Architecture moteur arrière de la Simca 1000 — répartition des masses et comportement routier

Simca 1000 · 3 min de lecture · extraite le 13 sept. 2026

Une architecture minoritaire dans ce corpus, dominante ailleurs en Europe

La quasi-totalité des constructeurs français couverts par ce corpus (Citroën, Peugeot en tête) ont fait de la traction avant leur signature technique dès les années 1930-1950 — c'est tout l'objet du corpus fondateur citroen-traction-avant/. La Simca 1000 s'inscrit à rebours de cette tendance : elle adopte, pour la première fois chez Simca, la disposition tout-à-l'arrière (moteur et transmission montés en porte-à-faux arrière, roues arrière motrices), une configuration déjà répandue chez Renault (4CV, Dauphine, puis 8) et en Allemagne, mais que Fiat pratiquait aussi sur ses propres petites voitures — configuration dont la Simca 1000 hérite directement via le projet Fiat 122 (voir La genèse italienne de la Simca 1000 — le projet 122 de Fiat).

Une répartition des masses très marquée

Le moteur n'est pas seul à l'arrière : le réservoir de carburant y est également logé, juste derrière la banquette arrière. Cette double implantation donne à la Simca 1000 une répartition des masses d'environ 35 % à l'avant et 65 % à l'arrière — un déséquilibre prononcé qui a deux conséquences directement liées : un train avant extrêmement léger et vif à la direction, mais aussi un comportement naturellement survireur dans les virages rapides, un trait de caractère que la Simca 1000 partage avec ses rivales à moteur arrière de l'époque (Renault Dauphine, Renault 8) et qui sera exploité sans complexe par les préparateurs, d'Abarth (voir La Simca-Abarth 1150 — la sportive tuée dans l'œuf par Chrysler (1961-1965)) jusqu'au propre service compétition de Simca avec la lignée Rallye (voir Simca 1000 Rallye, Rallye 1, Rallye 2, Rallye 3 — fiche technique complète (1970-1978)).

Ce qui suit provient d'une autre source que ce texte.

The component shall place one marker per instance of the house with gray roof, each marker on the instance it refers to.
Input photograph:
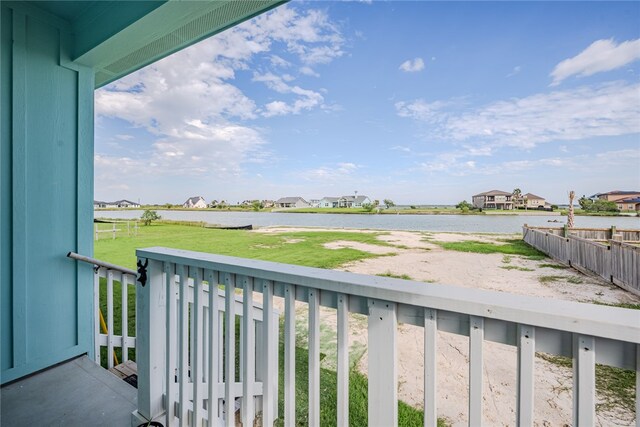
(292, 202)
(196, 202)
(344, 202)
(494, 199)
(531, 201)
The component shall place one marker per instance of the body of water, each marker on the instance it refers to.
(463, 223)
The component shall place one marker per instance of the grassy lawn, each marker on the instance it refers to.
(300, 248)
(509, 247)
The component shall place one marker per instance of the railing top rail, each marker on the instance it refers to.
(534, 227)
(606, 322)
(99, 263)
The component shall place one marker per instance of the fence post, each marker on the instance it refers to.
(150, 342)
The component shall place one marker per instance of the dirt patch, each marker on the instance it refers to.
(497, 272)
(365, 247)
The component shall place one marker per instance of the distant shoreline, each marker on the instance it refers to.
(390, 211)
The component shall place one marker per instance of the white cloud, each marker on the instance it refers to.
(605, 110)
(277, 61)
(308, 71)
(453, 163)
(601, 55)
(412, 65)
(336, 173)
(199, 118)
(516, 70)
(305, 99)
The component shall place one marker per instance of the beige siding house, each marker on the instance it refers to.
(494, 199)
(196, 202)
(531, 201)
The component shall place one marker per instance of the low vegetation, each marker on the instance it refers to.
(507, 246)
(555, 266)
(395, 276)
(615, 387)
(569, 279)
(300, 248)
(515, 267)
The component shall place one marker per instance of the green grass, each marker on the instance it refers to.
(626, 305)
(358, 396)
(556, 266)
(510, 247)
(395, 276)
(515, 267)
(615, 387)
(569, 279)
(300, 248)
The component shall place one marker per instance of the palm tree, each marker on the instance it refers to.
(572, 194)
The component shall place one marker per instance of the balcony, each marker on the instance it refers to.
(185, 355)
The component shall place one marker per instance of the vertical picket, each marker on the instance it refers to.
(343, 359)
(430, 367)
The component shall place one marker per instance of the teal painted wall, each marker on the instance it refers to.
(47, 191)
(6, 330)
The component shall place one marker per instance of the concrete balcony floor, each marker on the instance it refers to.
(74, 393)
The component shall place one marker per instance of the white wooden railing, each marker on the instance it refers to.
(589, 334)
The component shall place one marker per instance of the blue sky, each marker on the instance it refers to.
(419, 102)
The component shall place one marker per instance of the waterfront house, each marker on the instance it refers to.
(328, 202)
(54, 55)
(196, 202)
(613, 196)
(126, 204)
(292, 202)
(353, 201)
(530, 201)
(344, 202)
(494, 199)
(630, 204)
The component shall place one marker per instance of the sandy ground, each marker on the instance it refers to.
(423, 260)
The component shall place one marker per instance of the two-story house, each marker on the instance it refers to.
(494, 199)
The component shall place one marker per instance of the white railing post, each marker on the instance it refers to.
(383, 369)
(150, 343)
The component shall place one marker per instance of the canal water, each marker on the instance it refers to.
(462, 223)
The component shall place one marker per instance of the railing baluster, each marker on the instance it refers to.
(268, 395)
(124, 285)
(150, 340)
(214, 359)
(110, 331)
(383, 370)
(170, 348)
(638, 385)
(526, 367)
(314, 357)
(343, 359)
(584, 380)
(196, 333)
(430, 367)
(248, 361)
(96, 305)
(476, 363)
(289, 355)
(230, 349)
(183, 340)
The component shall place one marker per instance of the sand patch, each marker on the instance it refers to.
(364, 247)
(553, 386)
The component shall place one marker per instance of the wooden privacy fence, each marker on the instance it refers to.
(616, 261)
(628, 235)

Sur le poids exact de la voiture, les sources divergent sensiblement : Wikipédia en langue anglaise avance 730 kg à vide, quand deux sources françaises (newsdanciennes.com, voituredecollection.fr) mentionnent plutôt 820 kg — un écart de près de 90 kg qui dépasse la simple marge d'erreur et pourrait s'expliquer par des méthodes de pesée différentes (à vide strict contre poids en ordre de marche) ou par une comparaison entre des millésimes différents ; faute de pouvoir trancher, les deux valeurs sont consignées telles quelles.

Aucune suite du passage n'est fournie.